By John Doe December 6, 2024
Summary: In this article, we’ll take a look at the bloat issue that comes with heavy updates in PostgreSQL, and corresponding solutions.
Table of Contents
Table updates scenario: Use case
In PostgreSQL, let’s create a table, insert some data, and update the table data, then check whether the storage space occupied by the table changes after the update.
CREATE TABLE t_large (id integer, name text);
CREATE INDEX large_idx ON t_large (id);
INSERT INTO t_large (id, name)
SELECT i, 'xxx' FROM generate_series(1, 1000000) AS s(i);
SELECT pg_size_pretty(pg_table_size('t_large'));
pg_size_pretty
----------------
35 MB
UPDATE t_large SET id = id + 1;
UPDATE t_large SET name = 'yyy';
SELECT pg_size_pretty(pg_table_size('t_large'));
pg_size_pretty
----------------
104 MB
Table updates scenario: How it works
Here’s what happens to the tuples within a single page, when we perform table updates in PostgreSQL:
- There are multiple versions for a single tuple.
- Each transaction has a transaction ID, which is a bit like the clock time of a database system.
- Each tuple has two system columns, xmin and xmax, which hold the transaction IDs that inserted and deleted them, respectively.
Table updates scenario: Thought
Impact of the issue
- Table updates takes up double storage spaces as the original space.
- Increased workload for autovacuum and storage space recycling.
- Queries based on index scans and full table scans will be slower.
Solution
- Change the scheduling strategy of autovacuum, such as trigger conditions, frequency of vacuum, and vacuum parallelism.
- Change the table structure to move frequently updated columns into a separate table.
- Merge Updates, which merges multiple updates into a single update.
The solution by Redrock Postgres
Redrock Postgres implemented in-place updates by introducing undo logs and marking index records deleted, and reuse space immediately after a transaction commit that performs a delete or non-in-place update. Therefore, after table data is updated, no more storage space is occupied.
In Redrock Postgres, let’s create a table, insert some data, and update the table data, then check whether the storage space occupied by the table changes after the update.
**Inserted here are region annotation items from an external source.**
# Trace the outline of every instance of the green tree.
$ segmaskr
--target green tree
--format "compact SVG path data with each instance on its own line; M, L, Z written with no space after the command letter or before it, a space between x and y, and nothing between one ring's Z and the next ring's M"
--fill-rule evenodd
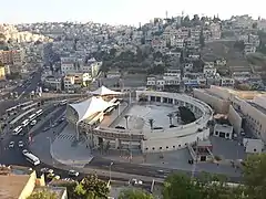
M243 187L229 187L223 176L202 174L197 179L187 175L168 176L163 188L164 199L244 199Z
M83 190L85 190L85 195L90 197L90 199L105 199L110 192L108 184L99 179L96 175L90 175L83 178L80 185ZM81 193L83 190L81 189Z
M80 199L79 193L81 192L81 188L79 187L79 182L78 181L62 181L57 184L58 187L65 187L66 188L66 192L68 192L68 198L71 199Z
M154 121L153 118L150 118L150 119L149 119L149 124L150 124L151 130L153 130L154 122L155 122L155 121Z
M58 195L47 189L33 192L28 199L57 199Z
M201 185L193 182L186 175L174 174L166 178L163 188L164 199L203 199Z
M170 113L170 114L167 114L167 117L168 117L168 119L170 119L170 126L173 125L174 114L173 114L173 113Z
M120 192L119 199L153 199L153 196L137 189L125 189Z
M266 196L266 154L247 156L243 170L246 195L249 199L265 199Z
CREATE TABLE t_large (id integer, name text);
CREATE INDEX large_idx ON t_large (id);
INSERT INTO t_large (id, name)
SELECT i, 'xxx' FROM generate_series(1, 1000000) AS s(i);
SELECT pg_size_pretty(pg_table_size('t_large'));
pg_size_pretty
----------------
19 MB
UPDATE t_large SET id = id + 1;
UPDATE t_large SET name = 'yyy';
SELECT pg_size_pretty(pg_table_size('t_large'));
pg_size_pretty
----------------
19 MB
In the above example, the storage space occupied by the t_large
table does not change after the table is updated.